波乱含みながらも順当な勝者を生み出したオーストラリアGPの行われた週末、
F1では今後に向けての大きな動きがあった。
4月1日(土)にFIAが発表したところによると、
3月31日(金)で締め切られた2008年のF1世界選手権へのエントリーにおいて
22チームが申請を済ませたという。
これには、既存の11チームすべてが含まれる。
新規11チームは大きく2グループに分かれている。
一つは、以前F1のチーム代表として関わっていたものの返り咲きだ。
これは、先日自らエントリを公表した、元ミナルディ代表のポール・ストッダート、
昨年自身のチームをミッドランドに売却したエディ・ジョーダン、
元BAR代表でプロドライブ社長のデイビッド・リチャーズ、
BAR設立者のクレイグ・ポラックらが確実視されている。
二つ目は、GP2参戦中のチームの昇格だ。
日系企業のディレクシブを始め、
ART、BCN、レーシング・エンジニアリングなどが有力視されている。
特に、ディレクシブはマクラーレンとも関係があり、
同チームの旧ファクトリーを使用し、メルセデスエンジンを搭載するとも言われており、
チーム代表にジャン・アレジを起用するとも見られている有力チームだ。
このように参加希望者多数となった現状において、バーニー・エクレストンは
「実際に認められるのは12チームになるだろう」
と、現状からわずか1チームのみの増加に留まることを示唆した。
(現在のコンコルド協定では参加可能チームは最大12チーム。)
しかし、それでは、
結局は大きな体制を持つ(カネのある)チームが得をするようになるのではと心配してしまう。
12チームの選考基準は分からないが、
おそらく既存11チームプラス長く撤退の可能性が少ないチームを採用すると考えるからだ。

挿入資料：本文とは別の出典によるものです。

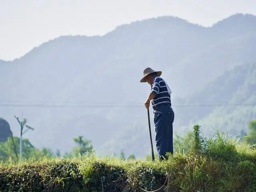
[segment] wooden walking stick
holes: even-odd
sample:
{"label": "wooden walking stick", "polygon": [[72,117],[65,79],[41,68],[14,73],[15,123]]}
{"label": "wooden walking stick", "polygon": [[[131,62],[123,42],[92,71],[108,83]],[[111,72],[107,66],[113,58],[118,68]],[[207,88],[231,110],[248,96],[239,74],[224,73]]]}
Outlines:
{"label": "wooden walking stick", "polygon": [[153,148],[153,143],[152,142],[152,136],[151,136],[151,128],[150,127],[150,121],[149,117],[149,109],[148,108],[148,128],[149,128],[149,136],[150,138],[150,142],[151,144],[151,152],[152,153],[152,160],[155,160],[155,156],[154,154],[154,149]]}

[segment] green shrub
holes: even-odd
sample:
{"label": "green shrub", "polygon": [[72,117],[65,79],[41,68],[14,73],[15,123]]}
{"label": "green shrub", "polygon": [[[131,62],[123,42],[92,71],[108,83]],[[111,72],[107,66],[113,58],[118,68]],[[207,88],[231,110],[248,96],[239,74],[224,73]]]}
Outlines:
{"label": "green shrub", "polygon": [[256,150],[194,126],[190,151],[167,161],[99,158],[46,159],[0,167],[1,192],[256,191]]}

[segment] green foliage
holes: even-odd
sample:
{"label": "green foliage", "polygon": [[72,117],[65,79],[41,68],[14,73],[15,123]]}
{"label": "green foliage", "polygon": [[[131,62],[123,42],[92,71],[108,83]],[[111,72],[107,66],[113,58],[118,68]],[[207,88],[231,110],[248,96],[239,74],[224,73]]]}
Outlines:
{"label": "green foliage", "polygon": [[174,150],[174,152],[185,153],[188,152],[193,141],[193,132],[188,131],[184,137],[178,136],[176,133],[173,140]]}
{"label": "green foliage", "polygon": [[245,140],[250,144],[256,144],[256,120],[249,124],[249,134],[244,137]]}
{"label": "green foliage", "polygon": [[195,125],[190,150],[167,161],[124,161],[90,152],[72,160],[2,166],[0,191],[255,191],[256,150],[218,131],[208,139],[200,133]]}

これで、本当にコストを低減して、プライベータが参加しやすく出来たといえるのだろうか。
そんな中、ロン・デニスは、
「新たにエントリー申請した11チームのなかで、どのチームの参加を許可するかよりも、80年代後半のようにプレクオリファイを行うべきだ」
と、あらかじめFIAの裁量でふるいにかけることを疑問視しているようだ。
この亜久里も恐れる(?)予備予選方式(1988年に16戦全戦予備予選落ち)に
どこまでの賛同が得られるかは分からないが、一考の余地はあるのではないだろうか。
少なくとも、FIAに一方的に切り捨てられるよりは、
申請チームにとっては納得が行くのではなかろうか。